Şiirin tamamını bulunca da paylaşmadan edemedim.
Terk eden kimdi
kimdi kalan
giden mi suçludur her zaman?
ne zaman başlar ayrılıklar
dostluklar biter ne zaman
her geçen gün bir parça daha aldı götürdü bizden
aynı kalmıyordu hiçbir şey
değişiyordu her şey kendiliğinden
artık çözülmüştü ellerimiz
artık bölünmüştü yüreğimiz
birimiz söylemeliydi
bunu ötekine incitmeden
kimdi giden kimdi kalan
aslında giden değil kalandır terk eden
giden de bu yüzden gitmiştir zaten.
murathan mungan
Sahi ne zaman başlar ayrılıklar
Dostluklar biter ne zaman?
Peki ya kopmayan kopamayan bağlar var mıdır hayatta.
Bölünmüşken yürekler ve eller kenetli değilken
Başka kollarda başka hayalleri yaşayıp
Başka sabahlara uyanırken…
Ve hiçbir zorunluluk da yoksa üstelik
Neden terk eden edileni hala arar
Ve neden terk edilen terk edende bulur yaşama sevincini.
Kimdir giden ve söyler misiniz kimdir aslında kalan?
07 Ocak 2009
SON DİLEK
Dünyadaki son gününüz olduğunu bilseydiniz ne yapardınız?
Çılgın bir parti verirdim.

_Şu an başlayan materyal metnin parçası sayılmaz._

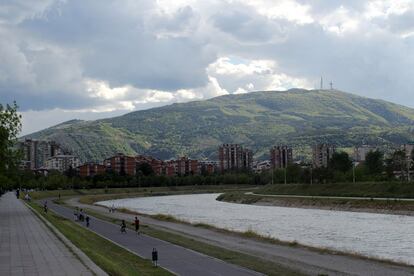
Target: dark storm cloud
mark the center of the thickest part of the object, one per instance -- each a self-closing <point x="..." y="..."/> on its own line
<point x="51" y="51"/>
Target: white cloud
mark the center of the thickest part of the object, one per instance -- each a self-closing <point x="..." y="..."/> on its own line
<point x="89" y="56"/>
<point x="340" y="21"/>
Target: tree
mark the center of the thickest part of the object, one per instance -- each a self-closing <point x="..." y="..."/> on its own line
<point x="374" y="162"/>
<point x="10" y="126"/>
<point x="397" y="163"/>
<point x="340" y="162"/>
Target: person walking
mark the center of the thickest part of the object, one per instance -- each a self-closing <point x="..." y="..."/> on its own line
<point x="155" y="257"/>
<point x="81" y="217"/>
<point x="75" y="214"/>
<point x="123" y="226"/>
<point x="136" y="223"/>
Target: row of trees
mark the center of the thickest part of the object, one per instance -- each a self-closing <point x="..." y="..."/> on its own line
<point x="10" y="126"/>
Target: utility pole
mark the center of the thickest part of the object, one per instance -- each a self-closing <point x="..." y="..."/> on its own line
<point x="311" y="175"/>
<point x="353" y="172"/>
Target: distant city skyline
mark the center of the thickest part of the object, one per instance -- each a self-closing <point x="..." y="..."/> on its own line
<point x="65" y="60"/>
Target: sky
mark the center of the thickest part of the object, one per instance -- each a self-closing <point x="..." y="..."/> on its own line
<point x="89" y="59"/>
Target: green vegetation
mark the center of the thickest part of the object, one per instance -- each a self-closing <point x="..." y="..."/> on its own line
<point x="241" y="259"/>
<point x="384" y="189"/>
<point x="10" y="125"/>
<point x="393" y="206"/>
<point x="107" y="255"/>
<point x="257" y="120"/>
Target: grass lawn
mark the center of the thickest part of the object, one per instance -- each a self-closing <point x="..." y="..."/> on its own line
<point x="237" y="258"/>
<point x="113" y="259"/>
<point x="89" y="194"/>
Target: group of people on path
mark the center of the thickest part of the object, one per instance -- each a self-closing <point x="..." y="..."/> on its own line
<point x="135" y="223"/>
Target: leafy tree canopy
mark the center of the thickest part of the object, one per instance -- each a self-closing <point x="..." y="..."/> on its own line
<point x="340" y="162"/>
<point x="10" y="126"/>
<point x="374" y="162"/>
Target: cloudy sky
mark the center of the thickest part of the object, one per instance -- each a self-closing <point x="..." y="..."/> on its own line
<point x="90" y="59"/>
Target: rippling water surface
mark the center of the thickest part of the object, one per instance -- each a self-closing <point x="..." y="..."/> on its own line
<point x="376" y="235"/>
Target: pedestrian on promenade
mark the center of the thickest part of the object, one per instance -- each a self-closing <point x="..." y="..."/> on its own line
<point x="155" y="257"/>
<point x="27" y="197"/>
<point x="123" y="226"/>
<point x="45" y="206"/>
<point x="136" y="223"/>
<point x="75" y="214"/>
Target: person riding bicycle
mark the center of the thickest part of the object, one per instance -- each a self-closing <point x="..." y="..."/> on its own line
<point x="123" y="226"/>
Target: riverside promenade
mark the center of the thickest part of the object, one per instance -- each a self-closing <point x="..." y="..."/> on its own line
<point x="28" y="247"/>
<point x="176" y="259"/>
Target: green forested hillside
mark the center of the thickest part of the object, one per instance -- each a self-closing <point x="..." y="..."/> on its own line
<point x="257" y="120"/>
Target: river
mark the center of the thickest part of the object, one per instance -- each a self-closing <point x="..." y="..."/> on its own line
<point x="375" y="235"/>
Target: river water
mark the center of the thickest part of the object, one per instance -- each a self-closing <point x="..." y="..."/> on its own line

Sevdiğim, yüzünü görmek istediğim herkesi davet ederdim.
Onlarla fotoğraflar çektirir, hepsinde bir ben kalsın isterdim.
Son bir saat aralıksız shut atardım atabildiğim kadar. O ana kadar bir yudum içmezdim. Aklım başımda olsun ki söylemek istediklerimi söylemek istediklerime söyleyebileyim. Orada olmayanlara da yazıp bırakabileyim diye.

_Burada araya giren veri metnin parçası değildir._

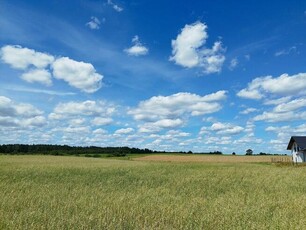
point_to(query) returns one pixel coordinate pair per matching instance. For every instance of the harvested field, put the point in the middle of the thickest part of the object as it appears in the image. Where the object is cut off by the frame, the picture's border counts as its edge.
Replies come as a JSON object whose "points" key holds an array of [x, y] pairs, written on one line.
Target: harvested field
{"points": [[213, 158]]}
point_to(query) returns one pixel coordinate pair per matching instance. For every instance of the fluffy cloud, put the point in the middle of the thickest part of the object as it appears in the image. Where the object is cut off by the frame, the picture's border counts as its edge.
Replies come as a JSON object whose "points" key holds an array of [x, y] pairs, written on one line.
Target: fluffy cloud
{"points": [[115, 6], [124, 131], [137, 49], [22, 58], [273, 116], [14, 114], [102, 121], [282, 85], [173, 106], [37, 65], [80, 75], [248, 110], [89, 108], [226, 128], [38, 75], [188, 49], [291, 106], [94, 23]]}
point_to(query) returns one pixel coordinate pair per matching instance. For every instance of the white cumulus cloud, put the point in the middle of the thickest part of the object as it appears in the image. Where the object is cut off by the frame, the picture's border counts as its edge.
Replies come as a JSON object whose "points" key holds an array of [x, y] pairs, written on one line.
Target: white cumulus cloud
{"points": [[282, 85], [94, 23], [22, 58], [188, 49], [176, 105], [80, 75], [38, 75], [124, 131], [115, 6], [137, 49]]}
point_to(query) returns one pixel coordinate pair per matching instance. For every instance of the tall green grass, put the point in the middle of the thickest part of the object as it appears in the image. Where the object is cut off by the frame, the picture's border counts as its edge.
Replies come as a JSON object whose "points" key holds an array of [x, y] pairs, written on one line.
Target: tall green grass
{"points": [[48, 192]]}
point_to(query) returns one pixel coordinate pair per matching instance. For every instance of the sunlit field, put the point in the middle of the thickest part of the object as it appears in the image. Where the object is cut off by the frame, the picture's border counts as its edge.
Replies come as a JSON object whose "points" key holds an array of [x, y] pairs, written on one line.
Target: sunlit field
{"points": [[57, 192]]}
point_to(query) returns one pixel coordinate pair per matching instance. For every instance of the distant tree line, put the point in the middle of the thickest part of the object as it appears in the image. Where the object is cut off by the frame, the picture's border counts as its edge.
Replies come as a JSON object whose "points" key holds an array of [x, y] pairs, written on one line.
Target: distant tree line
{"points": [[67, 150]]}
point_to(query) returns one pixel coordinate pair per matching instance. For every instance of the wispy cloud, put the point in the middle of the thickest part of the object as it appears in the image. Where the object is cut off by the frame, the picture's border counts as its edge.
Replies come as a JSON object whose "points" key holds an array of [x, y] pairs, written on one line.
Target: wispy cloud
{"points": [[94, 23], [137, 49], [188, 49], [115, 6], [284, 52], [33, 90]]}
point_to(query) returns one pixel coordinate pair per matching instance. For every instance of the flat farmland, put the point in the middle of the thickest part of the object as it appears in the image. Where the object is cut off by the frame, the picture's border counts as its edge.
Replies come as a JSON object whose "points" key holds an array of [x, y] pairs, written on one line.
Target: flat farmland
{"points": [[206, 158], [58, 192]]}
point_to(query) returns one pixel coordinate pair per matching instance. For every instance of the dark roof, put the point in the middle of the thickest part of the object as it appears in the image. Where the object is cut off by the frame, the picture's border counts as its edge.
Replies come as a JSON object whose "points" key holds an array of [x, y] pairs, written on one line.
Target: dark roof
{"points": [[300, 140]]}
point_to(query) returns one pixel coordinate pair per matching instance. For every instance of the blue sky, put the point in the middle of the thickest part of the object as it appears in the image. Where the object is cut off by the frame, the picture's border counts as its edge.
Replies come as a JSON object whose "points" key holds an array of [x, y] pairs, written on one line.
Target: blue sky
{"points": [[164, 75]]}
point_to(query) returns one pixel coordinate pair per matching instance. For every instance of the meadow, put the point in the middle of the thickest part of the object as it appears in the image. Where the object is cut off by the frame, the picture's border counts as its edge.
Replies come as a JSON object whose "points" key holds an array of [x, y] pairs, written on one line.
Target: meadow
{"points": [[62, 192]]}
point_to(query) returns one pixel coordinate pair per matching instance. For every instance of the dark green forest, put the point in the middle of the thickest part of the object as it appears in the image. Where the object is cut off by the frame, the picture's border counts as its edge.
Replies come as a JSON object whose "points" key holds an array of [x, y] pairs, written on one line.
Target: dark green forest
{"points": [[68, 150], [89, 151]]}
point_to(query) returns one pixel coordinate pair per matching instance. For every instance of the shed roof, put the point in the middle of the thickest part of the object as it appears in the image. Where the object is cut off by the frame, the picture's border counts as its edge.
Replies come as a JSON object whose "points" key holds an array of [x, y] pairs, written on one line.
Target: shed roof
{"points": [[300, 140]]}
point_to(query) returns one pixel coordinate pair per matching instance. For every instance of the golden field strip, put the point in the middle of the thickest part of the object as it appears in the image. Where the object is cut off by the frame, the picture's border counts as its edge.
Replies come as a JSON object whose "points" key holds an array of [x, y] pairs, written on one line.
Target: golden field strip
{"points": [[213, 158], [61, 192]]}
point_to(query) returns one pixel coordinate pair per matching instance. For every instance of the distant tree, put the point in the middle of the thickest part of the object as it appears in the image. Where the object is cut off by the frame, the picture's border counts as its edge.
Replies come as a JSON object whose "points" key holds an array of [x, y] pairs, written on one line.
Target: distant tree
{"points": [[249, 152]]}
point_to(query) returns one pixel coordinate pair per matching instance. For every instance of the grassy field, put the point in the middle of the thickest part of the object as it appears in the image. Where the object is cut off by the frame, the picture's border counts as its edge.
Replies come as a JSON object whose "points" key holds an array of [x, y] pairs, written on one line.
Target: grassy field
{"points": [[49, 192]]}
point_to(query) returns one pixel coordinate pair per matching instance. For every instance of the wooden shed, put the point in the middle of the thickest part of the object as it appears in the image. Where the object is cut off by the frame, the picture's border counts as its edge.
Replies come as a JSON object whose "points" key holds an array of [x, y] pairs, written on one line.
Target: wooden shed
{"points": [[297, 145]]}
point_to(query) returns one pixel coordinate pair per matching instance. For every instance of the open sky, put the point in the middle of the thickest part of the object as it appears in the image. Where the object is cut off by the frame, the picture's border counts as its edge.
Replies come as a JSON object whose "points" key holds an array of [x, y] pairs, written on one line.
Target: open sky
{"points": [[172, 75]]}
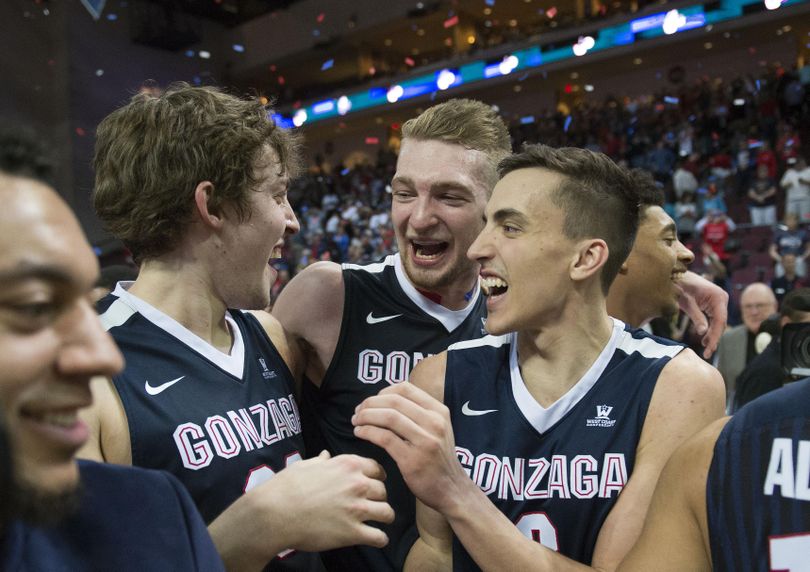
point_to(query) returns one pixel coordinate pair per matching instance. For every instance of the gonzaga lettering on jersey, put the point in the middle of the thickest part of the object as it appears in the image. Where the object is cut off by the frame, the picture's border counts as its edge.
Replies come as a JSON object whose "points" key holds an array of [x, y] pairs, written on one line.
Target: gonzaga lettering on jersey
{"points": [[555, 472], [387, 328], [220, 423], [758, 486]]}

En çok kardeşime kızardım gelemedi diye.
Sahi ne zaman öğrendim ben son günüm olduğunu. Yani 24 saatim var mı?
Varsa iyi...
O zaman kardeşim de benimle demektir.
Sen mi?
Sen gelmesen de olur.
Sana söyleyecek ne bir sözüm var ne yazılacak bir cümlem.
Ama son bir dileğim var eğer yerine getirebilirsen.
Kaldıysa bir parçam sende bir nedenden
onu da gönder ki vakit varken
bir şey geriye kalmasın sende benden,
götüreyim yanımda ben giderken.
06 Ocak 2009
HİBERNASYON
İşinde sorunları vardı, sürekli gergindi, sabahları zor uyanıyor, hatta yataktan kalkamıyor, eşinin hadi hadileri arasında güne başlıyor, işe sürünerek gidiyor ve bütün gün bir sürüngen kıvamında çalışıyordu.
Bunu çözmesi, bu durumdan kurtulması ve bir an önce hayatına devam etmesi gerekiyordu. Yolu yoktu, bütün cesaretini toplayıp bu gece bu konuyu açıklığa kavuşturacaktı. Konuyu nereden nasıl açmalıyım diye düşündü. Sabah yataktan kalkamama durumu ile başlasa konu ister istemez neden niçin bölümüne gelir oradan da aralarındaki iletişimsizliğe varırdı elbet.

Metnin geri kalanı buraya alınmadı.